In an emerging technology community like Los Angeles where funding is critical, a regulatory change is giving companies a voice.
The Securities and Exchange Commission last week lifted an 80-year ban on general solicitation that forbade private companies from publicly advertising for fundraising. As a result, many L.A. startups are expecting to benefit.
Many of the boosters of the new rule are companies that have the most to gain from relaxed investment regulations.
Take Crowdfunder, a Venice company that acts as a platform for brokering deals among investors and technology startups or small businesses raising money. Now that companies can advertise deals, Crowdfunder could see a boom in the number of deals listed through its site.

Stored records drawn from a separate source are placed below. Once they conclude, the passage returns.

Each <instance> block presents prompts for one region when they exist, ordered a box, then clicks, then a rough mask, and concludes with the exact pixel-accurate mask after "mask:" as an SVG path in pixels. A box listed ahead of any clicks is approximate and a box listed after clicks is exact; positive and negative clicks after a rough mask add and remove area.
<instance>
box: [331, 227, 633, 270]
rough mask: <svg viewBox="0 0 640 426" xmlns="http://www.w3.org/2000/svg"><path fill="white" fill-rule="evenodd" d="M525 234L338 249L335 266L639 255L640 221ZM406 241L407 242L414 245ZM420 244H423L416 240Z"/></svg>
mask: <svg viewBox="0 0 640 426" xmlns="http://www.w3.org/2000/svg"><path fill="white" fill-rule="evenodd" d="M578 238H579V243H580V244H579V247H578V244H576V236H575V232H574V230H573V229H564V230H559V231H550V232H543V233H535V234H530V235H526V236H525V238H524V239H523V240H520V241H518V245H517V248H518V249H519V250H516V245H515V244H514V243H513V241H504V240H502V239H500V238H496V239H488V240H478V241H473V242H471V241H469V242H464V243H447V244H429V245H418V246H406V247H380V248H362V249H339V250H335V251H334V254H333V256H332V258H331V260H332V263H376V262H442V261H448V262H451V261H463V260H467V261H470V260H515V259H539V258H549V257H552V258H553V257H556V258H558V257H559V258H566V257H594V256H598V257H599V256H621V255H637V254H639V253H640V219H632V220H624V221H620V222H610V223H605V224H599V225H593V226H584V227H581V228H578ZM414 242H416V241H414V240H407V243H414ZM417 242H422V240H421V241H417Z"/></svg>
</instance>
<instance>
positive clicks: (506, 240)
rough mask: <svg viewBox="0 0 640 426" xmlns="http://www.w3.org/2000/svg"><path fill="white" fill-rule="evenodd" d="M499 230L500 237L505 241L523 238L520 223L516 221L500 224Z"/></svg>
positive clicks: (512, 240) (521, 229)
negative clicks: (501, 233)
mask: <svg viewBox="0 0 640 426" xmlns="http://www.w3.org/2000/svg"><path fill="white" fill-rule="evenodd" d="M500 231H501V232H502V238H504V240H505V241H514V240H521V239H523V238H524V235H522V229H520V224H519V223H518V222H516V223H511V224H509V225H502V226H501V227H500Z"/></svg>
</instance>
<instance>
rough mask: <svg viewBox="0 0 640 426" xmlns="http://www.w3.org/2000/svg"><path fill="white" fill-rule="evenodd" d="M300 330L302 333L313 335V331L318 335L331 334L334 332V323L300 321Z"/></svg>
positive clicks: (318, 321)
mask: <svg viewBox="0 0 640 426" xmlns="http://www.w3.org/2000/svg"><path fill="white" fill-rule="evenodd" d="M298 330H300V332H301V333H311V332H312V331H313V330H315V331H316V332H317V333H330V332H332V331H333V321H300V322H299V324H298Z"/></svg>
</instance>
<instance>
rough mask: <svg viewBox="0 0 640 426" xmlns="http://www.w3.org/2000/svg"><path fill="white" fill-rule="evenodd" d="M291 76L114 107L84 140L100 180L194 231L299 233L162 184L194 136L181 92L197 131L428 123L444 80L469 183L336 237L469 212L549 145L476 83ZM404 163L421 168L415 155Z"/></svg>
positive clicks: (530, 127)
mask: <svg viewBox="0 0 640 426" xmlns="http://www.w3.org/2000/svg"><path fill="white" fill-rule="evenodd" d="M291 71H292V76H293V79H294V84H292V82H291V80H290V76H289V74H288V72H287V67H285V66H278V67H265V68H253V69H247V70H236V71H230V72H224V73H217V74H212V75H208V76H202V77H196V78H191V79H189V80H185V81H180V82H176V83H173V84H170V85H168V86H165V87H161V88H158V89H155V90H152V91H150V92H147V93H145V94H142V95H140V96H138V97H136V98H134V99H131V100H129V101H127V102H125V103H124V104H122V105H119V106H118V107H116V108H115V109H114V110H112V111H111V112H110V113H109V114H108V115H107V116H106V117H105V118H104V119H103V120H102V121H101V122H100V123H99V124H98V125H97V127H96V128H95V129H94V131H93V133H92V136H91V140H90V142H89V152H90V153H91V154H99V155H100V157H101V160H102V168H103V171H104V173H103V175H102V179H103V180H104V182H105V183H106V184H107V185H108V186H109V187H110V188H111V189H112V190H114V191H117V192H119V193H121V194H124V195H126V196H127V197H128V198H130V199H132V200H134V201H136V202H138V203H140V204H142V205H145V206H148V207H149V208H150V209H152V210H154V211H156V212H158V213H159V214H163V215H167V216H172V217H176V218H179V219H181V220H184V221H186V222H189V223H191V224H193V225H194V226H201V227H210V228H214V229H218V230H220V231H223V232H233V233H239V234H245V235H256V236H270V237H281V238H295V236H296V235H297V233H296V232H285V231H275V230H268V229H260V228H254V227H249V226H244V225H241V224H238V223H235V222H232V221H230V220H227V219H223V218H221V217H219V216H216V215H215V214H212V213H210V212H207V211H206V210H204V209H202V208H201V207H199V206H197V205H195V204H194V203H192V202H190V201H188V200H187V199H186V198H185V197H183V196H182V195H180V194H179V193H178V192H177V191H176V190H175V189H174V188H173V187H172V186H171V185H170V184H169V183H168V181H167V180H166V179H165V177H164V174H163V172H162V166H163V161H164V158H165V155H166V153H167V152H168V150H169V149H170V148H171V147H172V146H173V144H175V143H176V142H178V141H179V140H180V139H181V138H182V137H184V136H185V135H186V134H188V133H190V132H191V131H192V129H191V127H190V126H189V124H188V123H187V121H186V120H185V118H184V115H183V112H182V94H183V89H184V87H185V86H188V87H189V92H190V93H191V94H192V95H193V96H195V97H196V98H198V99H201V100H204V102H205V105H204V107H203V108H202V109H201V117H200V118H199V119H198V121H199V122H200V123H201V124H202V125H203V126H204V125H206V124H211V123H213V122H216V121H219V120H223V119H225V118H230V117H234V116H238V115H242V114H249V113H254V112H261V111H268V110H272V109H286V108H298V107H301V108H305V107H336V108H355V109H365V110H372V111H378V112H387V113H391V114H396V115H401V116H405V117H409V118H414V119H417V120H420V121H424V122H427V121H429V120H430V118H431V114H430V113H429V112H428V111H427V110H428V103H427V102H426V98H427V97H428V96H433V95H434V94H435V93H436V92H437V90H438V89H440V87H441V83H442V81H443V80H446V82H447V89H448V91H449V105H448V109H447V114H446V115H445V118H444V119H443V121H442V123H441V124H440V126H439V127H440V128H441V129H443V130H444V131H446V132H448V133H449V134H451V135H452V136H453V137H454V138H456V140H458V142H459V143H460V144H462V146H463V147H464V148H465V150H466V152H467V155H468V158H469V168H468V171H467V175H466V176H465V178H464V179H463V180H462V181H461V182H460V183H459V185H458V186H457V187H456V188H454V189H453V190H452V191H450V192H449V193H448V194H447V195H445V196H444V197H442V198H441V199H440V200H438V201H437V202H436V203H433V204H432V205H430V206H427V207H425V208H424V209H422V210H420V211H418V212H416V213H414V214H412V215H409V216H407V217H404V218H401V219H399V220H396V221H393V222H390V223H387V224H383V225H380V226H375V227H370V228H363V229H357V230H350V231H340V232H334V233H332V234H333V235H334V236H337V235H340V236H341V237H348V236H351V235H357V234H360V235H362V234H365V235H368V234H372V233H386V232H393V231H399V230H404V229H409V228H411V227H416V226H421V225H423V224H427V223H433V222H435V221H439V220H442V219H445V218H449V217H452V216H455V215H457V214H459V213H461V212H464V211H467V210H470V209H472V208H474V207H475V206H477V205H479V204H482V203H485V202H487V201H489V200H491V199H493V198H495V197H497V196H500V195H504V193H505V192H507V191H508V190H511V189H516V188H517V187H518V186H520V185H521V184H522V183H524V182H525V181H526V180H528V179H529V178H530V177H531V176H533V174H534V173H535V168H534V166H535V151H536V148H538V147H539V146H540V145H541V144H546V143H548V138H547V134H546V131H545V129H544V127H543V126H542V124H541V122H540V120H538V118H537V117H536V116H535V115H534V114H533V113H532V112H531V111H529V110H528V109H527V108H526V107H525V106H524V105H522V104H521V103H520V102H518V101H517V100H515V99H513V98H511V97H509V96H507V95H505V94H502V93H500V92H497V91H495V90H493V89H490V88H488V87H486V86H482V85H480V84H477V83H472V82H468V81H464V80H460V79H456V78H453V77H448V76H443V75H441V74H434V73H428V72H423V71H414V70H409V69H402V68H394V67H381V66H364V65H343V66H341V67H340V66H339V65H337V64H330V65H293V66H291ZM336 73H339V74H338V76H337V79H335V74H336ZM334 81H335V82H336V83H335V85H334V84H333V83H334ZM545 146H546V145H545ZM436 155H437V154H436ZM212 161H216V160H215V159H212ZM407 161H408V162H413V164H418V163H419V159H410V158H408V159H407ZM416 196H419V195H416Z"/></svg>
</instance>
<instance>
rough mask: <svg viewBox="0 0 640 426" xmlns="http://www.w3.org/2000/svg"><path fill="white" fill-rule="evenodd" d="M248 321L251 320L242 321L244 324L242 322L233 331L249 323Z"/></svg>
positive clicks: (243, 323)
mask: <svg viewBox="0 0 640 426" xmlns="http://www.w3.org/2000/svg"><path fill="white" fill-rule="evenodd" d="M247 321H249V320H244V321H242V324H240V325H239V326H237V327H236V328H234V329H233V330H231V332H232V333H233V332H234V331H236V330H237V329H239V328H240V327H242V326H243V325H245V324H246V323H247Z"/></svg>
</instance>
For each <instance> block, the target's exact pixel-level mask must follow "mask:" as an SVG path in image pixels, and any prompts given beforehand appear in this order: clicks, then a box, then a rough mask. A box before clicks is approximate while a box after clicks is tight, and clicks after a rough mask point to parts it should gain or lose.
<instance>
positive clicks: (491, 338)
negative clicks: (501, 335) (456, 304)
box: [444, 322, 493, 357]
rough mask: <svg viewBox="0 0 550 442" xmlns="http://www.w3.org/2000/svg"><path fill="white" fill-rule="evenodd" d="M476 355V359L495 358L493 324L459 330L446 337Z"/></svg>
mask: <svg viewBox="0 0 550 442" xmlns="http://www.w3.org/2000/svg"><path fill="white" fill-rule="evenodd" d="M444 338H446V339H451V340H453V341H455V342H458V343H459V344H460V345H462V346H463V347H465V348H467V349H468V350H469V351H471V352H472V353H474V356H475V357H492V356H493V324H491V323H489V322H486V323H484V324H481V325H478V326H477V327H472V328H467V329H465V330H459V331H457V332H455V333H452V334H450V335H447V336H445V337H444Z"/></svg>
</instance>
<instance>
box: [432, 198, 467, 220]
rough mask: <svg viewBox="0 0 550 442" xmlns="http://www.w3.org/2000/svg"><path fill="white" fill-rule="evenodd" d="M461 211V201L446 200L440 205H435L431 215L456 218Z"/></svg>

“This creates a much broader distribution channel,” said Crowdfunder Chief Executive Chance Barnett. “This has the potential to take people who might not even know that they qualify to invest and make them more aware of what small businesses are doing.”
But the change has a double edge: It also requires more work verifying that the money comes from legitimate sources. Some fear it could scare off some angel investors.
Still, the change could have an outsized impact on L.A.’s so-called Silicon Beach. The new rule allows private companies – including old and established companies – to advertise to sell their stock. L.A.’s large contingent of fast-growing tech startups is hungry for money and could be fertile ground for new investment, especially since many of them are creative and could be particularly effective at soliciting investments.
The SEC has long mandated that a private company that wants to seek investments but does not want to go public or publicly register its securities offerings must refrain from advertising.
By keeping the deal private, the company is also required to sell stock to primarily accredited investors – people with a net worth of more than $1 million or an annual income of more than $200,000.
But as of Sept. 23, a private company can advertise to sell its stock, provided all investors are accredited.
For companies that don’t advertise to raise funds, verification is as simple as having an investor check a box on the securities form. But if the company solicits a larger group for the deal, verification becomes more complex.
The SEC has said a company must “take reasonable steps” to verify an accredited investor. Examples of reasonable steps include viewing copies of tax returns or receiving confirmation of net worth from an accountant.